Running a GoCV application in a container

In earlier posts (like here and here) I mentioned GoCV. GoCV allows you to use the popular OpenCV library from your Go programs. To avoid installing OpenCV and having to compile it from source, a container that runs your GoCV app can be beneficial. This post provides information about doing just that.

The following GitHub repository, https://github.com/denismakogon/gocv-alpine, contains all you need to get started. It’s for OpenCV 3.4.2 so you will run into issues when you want to use OpenCV 4.0. The pull request, https://github.com/denismakogon/gocv-alpine/pull/7, contains the update to 4.0 but it has not been merged yet.

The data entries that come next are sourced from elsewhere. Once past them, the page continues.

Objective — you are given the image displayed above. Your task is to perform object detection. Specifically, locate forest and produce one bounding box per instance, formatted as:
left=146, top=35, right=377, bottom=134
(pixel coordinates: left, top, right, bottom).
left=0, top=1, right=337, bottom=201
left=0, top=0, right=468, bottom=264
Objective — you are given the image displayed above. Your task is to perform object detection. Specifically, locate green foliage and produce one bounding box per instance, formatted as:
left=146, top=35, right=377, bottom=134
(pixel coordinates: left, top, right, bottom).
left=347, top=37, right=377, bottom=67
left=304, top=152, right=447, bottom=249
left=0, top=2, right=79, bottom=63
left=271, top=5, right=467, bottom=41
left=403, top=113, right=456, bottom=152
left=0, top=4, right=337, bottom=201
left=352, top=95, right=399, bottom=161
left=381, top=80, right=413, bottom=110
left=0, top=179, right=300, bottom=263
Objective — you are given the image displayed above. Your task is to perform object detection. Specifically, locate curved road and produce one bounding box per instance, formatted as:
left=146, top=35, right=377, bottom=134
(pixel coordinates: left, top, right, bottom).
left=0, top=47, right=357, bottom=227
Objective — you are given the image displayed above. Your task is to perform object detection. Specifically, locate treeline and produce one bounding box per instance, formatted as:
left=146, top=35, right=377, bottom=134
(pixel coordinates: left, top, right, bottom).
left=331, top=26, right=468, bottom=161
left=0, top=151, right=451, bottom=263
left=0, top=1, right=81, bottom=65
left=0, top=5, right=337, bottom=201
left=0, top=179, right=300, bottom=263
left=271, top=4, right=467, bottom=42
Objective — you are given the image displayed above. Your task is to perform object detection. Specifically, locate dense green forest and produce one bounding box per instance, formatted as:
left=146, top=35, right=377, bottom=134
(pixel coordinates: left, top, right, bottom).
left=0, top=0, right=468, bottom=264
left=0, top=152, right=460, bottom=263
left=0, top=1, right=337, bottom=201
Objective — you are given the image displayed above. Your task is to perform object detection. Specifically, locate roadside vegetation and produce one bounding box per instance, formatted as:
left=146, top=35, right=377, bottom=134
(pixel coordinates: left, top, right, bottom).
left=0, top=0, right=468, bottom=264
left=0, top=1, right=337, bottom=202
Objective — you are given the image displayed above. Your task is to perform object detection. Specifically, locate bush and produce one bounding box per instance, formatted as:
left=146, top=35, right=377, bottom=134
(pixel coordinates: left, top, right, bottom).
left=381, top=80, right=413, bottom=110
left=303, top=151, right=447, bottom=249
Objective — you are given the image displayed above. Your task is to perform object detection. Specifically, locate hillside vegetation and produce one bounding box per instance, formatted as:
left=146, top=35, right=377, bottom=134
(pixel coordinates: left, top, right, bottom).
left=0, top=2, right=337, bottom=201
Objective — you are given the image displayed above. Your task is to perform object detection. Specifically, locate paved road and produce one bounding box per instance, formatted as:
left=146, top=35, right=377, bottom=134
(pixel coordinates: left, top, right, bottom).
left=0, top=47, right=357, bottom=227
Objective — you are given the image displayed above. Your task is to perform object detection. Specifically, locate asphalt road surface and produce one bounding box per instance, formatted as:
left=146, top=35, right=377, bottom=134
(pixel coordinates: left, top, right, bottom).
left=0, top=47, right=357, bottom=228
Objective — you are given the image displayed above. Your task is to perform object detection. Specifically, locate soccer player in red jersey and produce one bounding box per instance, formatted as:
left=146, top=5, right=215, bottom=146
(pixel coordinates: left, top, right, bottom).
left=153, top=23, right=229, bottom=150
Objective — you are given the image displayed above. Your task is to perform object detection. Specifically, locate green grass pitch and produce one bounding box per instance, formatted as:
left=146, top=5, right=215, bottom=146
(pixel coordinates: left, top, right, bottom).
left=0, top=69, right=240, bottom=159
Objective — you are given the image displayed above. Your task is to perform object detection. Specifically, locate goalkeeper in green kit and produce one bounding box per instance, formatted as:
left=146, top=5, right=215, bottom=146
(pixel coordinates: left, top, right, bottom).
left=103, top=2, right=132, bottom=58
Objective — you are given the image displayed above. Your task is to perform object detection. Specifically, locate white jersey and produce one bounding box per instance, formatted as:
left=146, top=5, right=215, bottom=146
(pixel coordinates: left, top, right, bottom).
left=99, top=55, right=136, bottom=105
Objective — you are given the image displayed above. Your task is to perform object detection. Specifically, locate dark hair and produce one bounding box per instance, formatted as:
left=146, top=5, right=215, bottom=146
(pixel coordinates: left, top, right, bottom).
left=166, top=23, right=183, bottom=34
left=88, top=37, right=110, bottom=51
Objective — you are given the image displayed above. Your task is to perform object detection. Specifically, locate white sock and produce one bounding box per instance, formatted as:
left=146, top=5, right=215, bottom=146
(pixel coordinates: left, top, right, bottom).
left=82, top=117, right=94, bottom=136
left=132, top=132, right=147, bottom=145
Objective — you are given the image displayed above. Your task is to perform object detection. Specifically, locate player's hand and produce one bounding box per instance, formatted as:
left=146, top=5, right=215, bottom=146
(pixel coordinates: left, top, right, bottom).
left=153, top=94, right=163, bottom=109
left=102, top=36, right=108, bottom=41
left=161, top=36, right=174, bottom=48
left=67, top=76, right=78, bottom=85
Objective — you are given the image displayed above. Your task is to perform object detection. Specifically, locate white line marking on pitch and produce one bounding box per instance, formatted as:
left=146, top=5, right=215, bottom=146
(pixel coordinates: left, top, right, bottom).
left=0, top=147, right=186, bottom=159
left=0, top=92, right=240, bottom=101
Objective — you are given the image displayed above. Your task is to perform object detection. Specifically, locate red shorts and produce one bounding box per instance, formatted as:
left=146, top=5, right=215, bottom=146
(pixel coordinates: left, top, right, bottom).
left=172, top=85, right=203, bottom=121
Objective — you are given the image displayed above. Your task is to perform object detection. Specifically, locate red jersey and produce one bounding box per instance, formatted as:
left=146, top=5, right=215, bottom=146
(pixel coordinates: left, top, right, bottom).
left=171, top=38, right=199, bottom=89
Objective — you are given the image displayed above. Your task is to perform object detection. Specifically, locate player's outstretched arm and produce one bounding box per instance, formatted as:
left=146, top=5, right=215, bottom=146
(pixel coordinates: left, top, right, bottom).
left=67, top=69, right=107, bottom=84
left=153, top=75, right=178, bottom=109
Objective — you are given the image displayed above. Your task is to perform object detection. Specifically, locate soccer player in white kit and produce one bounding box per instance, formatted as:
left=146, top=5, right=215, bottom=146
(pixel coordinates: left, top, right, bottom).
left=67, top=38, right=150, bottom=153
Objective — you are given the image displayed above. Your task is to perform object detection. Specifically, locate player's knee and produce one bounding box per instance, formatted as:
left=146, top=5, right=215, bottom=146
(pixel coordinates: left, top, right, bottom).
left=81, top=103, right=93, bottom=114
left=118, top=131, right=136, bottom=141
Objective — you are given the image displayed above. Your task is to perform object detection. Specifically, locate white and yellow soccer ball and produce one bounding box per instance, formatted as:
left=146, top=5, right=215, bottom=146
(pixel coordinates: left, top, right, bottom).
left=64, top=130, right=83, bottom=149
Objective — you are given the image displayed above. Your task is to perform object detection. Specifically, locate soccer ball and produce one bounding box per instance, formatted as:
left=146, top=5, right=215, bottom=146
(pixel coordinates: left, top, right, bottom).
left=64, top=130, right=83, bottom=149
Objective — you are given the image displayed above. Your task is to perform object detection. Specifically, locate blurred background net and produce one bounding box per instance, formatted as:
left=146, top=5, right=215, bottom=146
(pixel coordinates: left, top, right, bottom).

I used the proposed changes in the pull request to build two containers:

  • the build container: gbaeke/gocv-4.0.0-build
  • the run container: gbaeke/gocv-4.0.0-run

They are over on Docker Hub, ready for use. To actually use the above images in a typical two-step build, I used the following Dockerfile:

FROM gbaeke/gocv-4.0.0-build as build       
RUN go get -u -d gocv.io/x/gocv
RUN go get -u -d github.com/disintegration/imaging
RUN go get -u -d github.com/gbaeke/emotion
RUN cd $GOPATH/src/github.com/gbaeke/emotion && go build -o $GOPATH/bin/emo ./main.go

FROM gbaeke/gocv-4.0.0-run
COPY --from=build /go/bin/emo /emo
ADD haarcascade_frontalface_default.xml /

ENTRYPOINT ["/emo"]

The above Dockerfile uses the webcam emotion detection program from https://github.com/gbaeke/emotion. To run it on a Linux system, use the following command:

docker run -it --rm --device=/dev/video0 --env SCOREURI="YOUR-SCORE-URI" --env VIDEO=0 gbaeke/emo

The SCOREURI environment variable needs to refer to the score URI offered by the ONNX FER+ container as discussed in Detecting Emotions with FER+. With VIDEO=0 the GUI window that shows the webcam video stream is turned off (required). Detected emotions will be logged to the console.

To be able to use the actual webcam of the host, the –device flag is used to map /dev/video0 from the host to the container. That works well on a Linux host and was tested on a laptop running Ubuntu 16.04.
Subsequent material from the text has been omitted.